LE RENDEZ-VOUS DES QUAIS © Photo du film LE RENDEZ-VOUS DES QUAIS de Paul Carpita

Censuré en raison des positions politiques de Paul Carpita, cette œuvre magistrale mêlant fiction et documentaire, filmée dans les années 1950 au cœur des mouvements sociaux ouvriers de Marseille, a ressurgi des limbes de l’oubli à la fin des années 1980. Elle est présentée dans sa version restaurée à Cannes Classics.

D’abord censuré, puis perdu et finalement retrouvé avant d’être restauré à la fin des années 1980, Le Rendez-vous des quais fut longtemps considéré comme l’un des pièces manquantes du cinéma français.

Sa saisie « humiliante » par les autorités lors de sa sortie en 1955, « dans l’indifférence totale de la profession et de la critique », ainsi que l’a confié un jour Paul Carpita, a longtemps constitué une douleur indélébile pour ce cinéaste engagé autrefois instituteur, qui possédait sa carte au Parti Communiste et dont c’était le premier film. « Cela a ouvert en moi une plaie profonde qui a été longue à se cicatriser », a-t-il admis avant son décès en 2009.

Tourné entre 1953 et 1955, Le Rendez-vous des quais se déroule sur les docks de Marseille et alentours, où des grèves et des luttes sociales des ouvriers contre leurs conditions de travail très rudes et la guerre en Indochine ont éclaté. Il suit la vie amoureuse et précaire de Marcelle, une ouvrière et de Robert, un docker.

Le film est né de la volonté initiale de Paul Carpita et de quelques camarades du parti d’aller documenter les combats quotidiens de ces mouvements sociaux pour contrebalancer les actualités officielles.

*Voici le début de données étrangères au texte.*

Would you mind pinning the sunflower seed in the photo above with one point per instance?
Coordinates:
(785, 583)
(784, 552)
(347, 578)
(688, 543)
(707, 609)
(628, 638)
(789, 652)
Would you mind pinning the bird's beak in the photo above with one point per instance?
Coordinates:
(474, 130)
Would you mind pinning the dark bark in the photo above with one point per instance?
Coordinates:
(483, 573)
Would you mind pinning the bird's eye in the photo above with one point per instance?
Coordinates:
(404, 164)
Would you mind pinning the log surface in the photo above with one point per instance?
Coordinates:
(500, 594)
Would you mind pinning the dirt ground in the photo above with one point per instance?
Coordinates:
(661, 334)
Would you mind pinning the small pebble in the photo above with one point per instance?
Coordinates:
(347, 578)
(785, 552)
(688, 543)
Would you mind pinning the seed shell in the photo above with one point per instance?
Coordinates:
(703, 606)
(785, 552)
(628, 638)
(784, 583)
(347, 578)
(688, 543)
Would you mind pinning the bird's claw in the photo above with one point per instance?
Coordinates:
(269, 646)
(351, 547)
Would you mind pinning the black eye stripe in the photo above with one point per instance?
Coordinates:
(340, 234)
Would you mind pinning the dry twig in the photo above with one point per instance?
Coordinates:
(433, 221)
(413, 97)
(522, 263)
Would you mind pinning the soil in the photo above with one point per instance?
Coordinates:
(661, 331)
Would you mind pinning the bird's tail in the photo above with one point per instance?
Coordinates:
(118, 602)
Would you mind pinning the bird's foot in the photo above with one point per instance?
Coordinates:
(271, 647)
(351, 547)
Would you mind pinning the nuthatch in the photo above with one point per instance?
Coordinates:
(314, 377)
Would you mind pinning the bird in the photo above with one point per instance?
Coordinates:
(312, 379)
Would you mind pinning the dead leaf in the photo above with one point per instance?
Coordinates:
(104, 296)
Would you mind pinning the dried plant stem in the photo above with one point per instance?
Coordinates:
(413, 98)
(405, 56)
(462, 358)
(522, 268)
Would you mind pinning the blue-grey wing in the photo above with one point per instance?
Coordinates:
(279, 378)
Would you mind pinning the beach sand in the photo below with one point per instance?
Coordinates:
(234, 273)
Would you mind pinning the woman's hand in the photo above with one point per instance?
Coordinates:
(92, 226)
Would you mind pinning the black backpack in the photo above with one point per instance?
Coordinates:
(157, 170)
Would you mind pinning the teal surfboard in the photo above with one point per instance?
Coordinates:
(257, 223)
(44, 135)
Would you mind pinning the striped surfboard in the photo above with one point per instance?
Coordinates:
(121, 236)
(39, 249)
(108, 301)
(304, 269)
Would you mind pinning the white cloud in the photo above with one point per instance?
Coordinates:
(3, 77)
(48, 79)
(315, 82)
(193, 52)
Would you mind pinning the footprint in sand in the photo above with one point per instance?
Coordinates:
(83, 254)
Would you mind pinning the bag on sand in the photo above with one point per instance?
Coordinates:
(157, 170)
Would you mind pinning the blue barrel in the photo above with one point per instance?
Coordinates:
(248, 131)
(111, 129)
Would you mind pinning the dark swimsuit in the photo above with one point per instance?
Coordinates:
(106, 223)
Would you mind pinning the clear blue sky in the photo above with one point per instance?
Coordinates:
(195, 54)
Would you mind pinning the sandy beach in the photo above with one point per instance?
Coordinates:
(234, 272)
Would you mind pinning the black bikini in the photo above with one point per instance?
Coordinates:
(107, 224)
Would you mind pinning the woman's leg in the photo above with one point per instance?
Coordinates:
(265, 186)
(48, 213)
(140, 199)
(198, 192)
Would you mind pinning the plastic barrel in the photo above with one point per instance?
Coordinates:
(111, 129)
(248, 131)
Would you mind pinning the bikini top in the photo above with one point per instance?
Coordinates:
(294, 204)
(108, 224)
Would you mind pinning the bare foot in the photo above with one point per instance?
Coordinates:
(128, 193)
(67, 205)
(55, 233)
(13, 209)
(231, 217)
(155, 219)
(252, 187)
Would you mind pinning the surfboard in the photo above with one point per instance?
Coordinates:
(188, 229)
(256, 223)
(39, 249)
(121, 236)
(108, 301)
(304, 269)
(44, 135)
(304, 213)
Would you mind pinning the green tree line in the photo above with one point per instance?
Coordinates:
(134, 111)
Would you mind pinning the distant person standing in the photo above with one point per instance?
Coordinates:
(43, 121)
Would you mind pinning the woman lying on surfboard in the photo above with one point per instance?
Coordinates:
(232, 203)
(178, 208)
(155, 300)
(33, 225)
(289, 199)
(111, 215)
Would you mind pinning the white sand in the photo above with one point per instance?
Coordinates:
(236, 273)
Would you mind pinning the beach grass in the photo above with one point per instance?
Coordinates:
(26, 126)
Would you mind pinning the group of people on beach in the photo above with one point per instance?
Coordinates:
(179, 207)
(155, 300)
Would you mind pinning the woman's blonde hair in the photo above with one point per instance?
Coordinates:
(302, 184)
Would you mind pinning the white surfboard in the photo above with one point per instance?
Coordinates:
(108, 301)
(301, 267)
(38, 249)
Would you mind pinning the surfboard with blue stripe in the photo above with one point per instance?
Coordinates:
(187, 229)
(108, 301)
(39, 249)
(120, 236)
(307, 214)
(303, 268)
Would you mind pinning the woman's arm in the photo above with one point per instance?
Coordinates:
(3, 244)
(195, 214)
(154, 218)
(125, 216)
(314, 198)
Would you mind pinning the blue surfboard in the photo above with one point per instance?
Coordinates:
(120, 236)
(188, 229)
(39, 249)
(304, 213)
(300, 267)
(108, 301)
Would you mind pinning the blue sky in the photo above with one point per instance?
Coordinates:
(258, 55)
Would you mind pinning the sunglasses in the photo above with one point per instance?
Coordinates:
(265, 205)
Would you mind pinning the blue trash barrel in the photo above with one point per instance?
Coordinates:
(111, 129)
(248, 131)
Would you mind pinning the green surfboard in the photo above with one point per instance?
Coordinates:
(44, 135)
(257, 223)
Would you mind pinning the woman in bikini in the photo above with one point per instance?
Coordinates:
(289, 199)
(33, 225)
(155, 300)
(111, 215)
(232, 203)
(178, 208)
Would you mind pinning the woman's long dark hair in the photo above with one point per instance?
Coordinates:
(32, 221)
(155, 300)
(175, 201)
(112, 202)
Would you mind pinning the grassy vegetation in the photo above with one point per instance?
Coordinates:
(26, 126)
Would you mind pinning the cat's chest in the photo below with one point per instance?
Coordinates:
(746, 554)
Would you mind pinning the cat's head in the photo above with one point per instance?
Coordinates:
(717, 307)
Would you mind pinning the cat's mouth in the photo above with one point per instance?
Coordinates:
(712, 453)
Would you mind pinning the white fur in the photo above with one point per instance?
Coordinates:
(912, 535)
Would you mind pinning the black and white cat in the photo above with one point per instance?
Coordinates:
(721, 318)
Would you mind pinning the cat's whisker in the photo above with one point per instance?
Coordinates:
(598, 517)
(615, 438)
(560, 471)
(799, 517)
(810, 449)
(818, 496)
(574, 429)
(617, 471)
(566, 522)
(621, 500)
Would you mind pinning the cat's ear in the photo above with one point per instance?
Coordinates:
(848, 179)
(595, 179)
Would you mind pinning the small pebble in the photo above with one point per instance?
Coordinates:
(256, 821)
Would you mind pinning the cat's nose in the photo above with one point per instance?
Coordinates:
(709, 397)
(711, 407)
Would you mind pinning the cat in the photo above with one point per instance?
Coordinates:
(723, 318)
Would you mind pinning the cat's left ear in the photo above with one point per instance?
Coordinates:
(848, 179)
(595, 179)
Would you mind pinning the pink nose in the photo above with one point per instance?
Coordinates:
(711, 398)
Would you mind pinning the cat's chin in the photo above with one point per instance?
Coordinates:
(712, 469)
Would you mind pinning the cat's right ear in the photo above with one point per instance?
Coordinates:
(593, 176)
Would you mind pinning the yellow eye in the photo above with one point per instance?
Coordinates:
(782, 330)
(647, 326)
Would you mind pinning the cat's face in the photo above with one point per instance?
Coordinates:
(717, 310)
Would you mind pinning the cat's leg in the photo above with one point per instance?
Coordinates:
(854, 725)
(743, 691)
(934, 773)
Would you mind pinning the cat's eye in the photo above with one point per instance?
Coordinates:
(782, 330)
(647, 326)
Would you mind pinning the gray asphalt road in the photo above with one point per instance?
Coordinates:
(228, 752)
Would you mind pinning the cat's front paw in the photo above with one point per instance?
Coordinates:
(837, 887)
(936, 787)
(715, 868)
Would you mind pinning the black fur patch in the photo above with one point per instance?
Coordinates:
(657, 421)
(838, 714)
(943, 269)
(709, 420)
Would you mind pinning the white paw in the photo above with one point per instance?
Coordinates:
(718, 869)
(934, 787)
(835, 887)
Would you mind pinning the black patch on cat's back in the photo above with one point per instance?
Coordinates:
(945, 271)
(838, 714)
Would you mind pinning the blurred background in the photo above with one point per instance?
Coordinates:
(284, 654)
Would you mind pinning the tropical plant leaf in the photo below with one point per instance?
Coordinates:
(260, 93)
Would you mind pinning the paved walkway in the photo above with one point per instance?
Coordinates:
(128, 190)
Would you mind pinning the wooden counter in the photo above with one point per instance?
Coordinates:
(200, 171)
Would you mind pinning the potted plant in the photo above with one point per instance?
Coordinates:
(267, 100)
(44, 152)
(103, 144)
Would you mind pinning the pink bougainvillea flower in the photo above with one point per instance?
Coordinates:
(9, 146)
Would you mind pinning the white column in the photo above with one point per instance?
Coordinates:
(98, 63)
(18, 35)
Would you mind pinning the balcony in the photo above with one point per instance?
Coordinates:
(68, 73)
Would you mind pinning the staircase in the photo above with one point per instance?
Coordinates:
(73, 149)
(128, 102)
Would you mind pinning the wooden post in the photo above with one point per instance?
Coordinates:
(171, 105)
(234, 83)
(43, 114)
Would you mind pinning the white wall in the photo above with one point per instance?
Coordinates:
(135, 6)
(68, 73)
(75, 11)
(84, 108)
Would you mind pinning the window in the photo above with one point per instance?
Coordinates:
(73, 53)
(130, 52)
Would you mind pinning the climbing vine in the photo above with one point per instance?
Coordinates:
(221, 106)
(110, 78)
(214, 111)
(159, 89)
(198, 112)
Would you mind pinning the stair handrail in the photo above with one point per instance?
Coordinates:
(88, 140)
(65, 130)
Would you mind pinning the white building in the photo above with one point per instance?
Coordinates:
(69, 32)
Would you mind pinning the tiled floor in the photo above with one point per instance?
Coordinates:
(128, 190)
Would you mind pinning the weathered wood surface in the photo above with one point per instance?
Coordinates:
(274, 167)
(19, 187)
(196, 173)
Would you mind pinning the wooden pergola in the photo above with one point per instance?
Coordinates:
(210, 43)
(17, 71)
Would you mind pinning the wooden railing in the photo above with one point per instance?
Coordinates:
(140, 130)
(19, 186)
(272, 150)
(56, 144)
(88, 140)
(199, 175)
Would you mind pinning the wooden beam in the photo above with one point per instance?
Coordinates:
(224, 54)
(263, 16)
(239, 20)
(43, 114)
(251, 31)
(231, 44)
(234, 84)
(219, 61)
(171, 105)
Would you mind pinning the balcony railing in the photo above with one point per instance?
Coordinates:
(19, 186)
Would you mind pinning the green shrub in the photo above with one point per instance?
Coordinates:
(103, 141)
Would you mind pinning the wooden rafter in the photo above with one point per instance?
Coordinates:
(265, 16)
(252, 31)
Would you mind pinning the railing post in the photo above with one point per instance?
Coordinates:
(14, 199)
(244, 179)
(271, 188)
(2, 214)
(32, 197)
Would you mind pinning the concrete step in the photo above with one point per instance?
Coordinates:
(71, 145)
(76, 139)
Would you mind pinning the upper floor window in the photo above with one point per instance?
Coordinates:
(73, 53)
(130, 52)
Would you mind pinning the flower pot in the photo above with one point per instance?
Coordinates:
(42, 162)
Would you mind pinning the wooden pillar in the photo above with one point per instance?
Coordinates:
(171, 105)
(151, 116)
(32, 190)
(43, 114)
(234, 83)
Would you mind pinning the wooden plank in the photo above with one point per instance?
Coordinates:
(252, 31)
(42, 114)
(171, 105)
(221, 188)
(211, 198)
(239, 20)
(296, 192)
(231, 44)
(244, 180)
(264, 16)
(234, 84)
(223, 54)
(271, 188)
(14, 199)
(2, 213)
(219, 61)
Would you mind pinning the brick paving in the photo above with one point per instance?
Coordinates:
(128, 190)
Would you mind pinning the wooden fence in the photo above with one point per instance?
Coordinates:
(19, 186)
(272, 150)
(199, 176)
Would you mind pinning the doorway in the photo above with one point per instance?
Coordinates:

Le tournage du Rendez-vous des quais s’est ainsi étalé sur plusieurs mois, au coeur des grèves, avec des acteurs amateurs.

Après la réhabilitation du film, Paul Carpita va reprendre la caméra pour réaliser deux longs métrages de fiction : Les sables mouvants (1996) qu’il avait écrit au même moment que Le Rendez-vous des quais, et Marche et rêve ! Les Homards de l’utopie (2002), dans lesquels on retrouve son amour du réel, des luttes sociales et de la fraternité.